允许搜索机器人在没有会话ID的情况下抓取您的网站 [英] Allow search bots to crawl your sites without session IDs

查看:59
本文介绍了允许搜索机器人在没有会话ID的情况下抓取您的网站的处理方法,对大家解决问题具有一定的参考价值,需要的朋友们下面随着小编来一起学习吧!

问题描述

Google的网站站长指南状态

允许搜索漫游器在没有会话ID或跟踪其通过网站路径的参数的情况下对您的网站进行爬网.这些技术对于跟踪单个用户的行为很有用,但是漫游器的访问模式是完全不同的.使用这些技术可能会导致您的网站编制索引不完整,因为漫游器可能无法消除看似不同但实际上指向同一页面的URL.

Allow search bots to crawl your sites without session IDs or arguments that track their path through the site. These techniques are useful for tracking individual user behavior, but the access pattern of bots is entirely different. Using these techniques may result in incomplete indexing of your site, as bots may not be able to eliminate URLs that look different but actually point to the same page.

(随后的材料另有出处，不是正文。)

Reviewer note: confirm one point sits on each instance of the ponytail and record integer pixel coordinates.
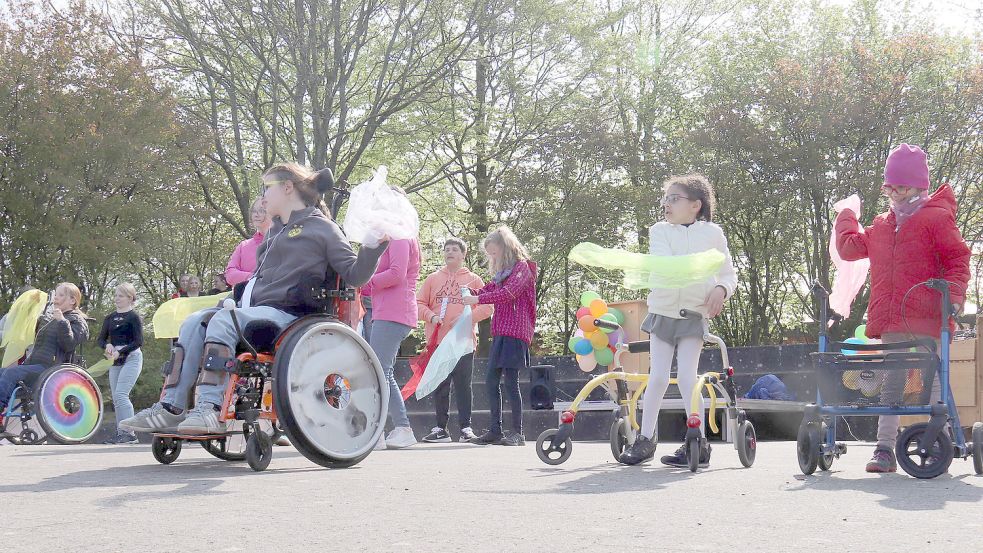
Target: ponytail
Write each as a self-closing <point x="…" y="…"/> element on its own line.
<point x="310" y="186"/>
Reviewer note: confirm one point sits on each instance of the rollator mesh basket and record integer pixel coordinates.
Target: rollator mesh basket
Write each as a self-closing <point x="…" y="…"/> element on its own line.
<point x="897" y="375"/>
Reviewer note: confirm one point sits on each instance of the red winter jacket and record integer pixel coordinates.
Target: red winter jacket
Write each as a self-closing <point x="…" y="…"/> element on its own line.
<point x="928" y="245"/>
<point x="515" y="302"/>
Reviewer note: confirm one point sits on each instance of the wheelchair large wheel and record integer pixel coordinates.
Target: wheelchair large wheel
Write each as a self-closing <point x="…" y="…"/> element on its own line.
<point x="331" y="395"/>
<point x="978" y="447"/>
<point x="68" y="404"/>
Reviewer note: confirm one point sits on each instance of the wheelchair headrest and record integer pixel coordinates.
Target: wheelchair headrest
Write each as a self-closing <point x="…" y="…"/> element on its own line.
<point x="261" y="334"/>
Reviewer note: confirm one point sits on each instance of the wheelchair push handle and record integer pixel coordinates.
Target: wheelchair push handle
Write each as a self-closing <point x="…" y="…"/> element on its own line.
<point x="228" y="304"/>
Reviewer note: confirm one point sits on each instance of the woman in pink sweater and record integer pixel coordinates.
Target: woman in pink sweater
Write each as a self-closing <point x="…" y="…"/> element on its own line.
<point x="513" y="293"/>
<point x="394" y="315"/>
<point x="242" y="264"/>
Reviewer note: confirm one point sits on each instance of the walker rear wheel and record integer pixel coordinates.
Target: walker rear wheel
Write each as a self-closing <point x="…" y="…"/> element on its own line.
<point x="550" y="452"/>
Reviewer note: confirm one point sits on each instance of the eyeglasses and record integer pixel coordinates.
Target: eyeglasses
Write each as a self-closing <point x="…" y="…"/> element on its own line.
<point x="673" y="198"/>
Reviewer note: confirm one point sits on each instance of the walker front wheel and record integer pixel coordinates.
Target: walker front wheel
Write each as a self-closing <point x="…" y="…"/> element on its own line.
<point x="618" y="438"/>
<point x="549" y="451"/>
<point x="693" y="449"/>
<point x="747" y="443"/>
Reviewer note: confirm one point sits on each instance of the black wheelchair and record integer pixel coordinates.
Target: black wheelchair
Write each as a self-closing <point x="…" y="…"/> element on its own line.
<point x="317" y="381"/>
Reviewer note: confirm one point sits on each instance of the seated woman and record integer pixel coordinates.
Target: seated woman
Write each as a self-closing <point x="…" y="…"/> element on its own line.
<point x="59" y="332"/>
<point x="302" y="246"/>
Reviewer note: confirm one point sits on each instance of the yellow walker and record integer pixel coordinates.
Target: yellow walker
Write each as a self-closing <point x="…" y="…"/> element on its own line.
<point x="555" y="445"/>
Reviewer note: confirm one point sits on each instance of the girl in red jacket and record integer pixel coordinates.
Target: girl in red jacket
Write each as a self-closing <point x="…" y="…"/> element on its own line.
<point x="513" y="293"/>
<point x="915" y="240"/>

我的ASP.NET 1.1站点使用自定义身份验证/授权,并且在很大程度上依赖于会话向导(类似于

My ASP.NET 1.1 site uses custom authentication/authorization and relies pretty heavily on session guids (similar to this approach). I'm worried that allowing non-session tracked traffic will either break my existing code or introduce security vulnerabilities.

有什么最佳实践可允许非会话跟踪的漫游器抓取正常会话跟踪的网站?除了检查用户代理(我不希望人们伪装成googlebot来绕过我的会话跟踪)之外,还有其他方法可以检测到搜索引擎吗?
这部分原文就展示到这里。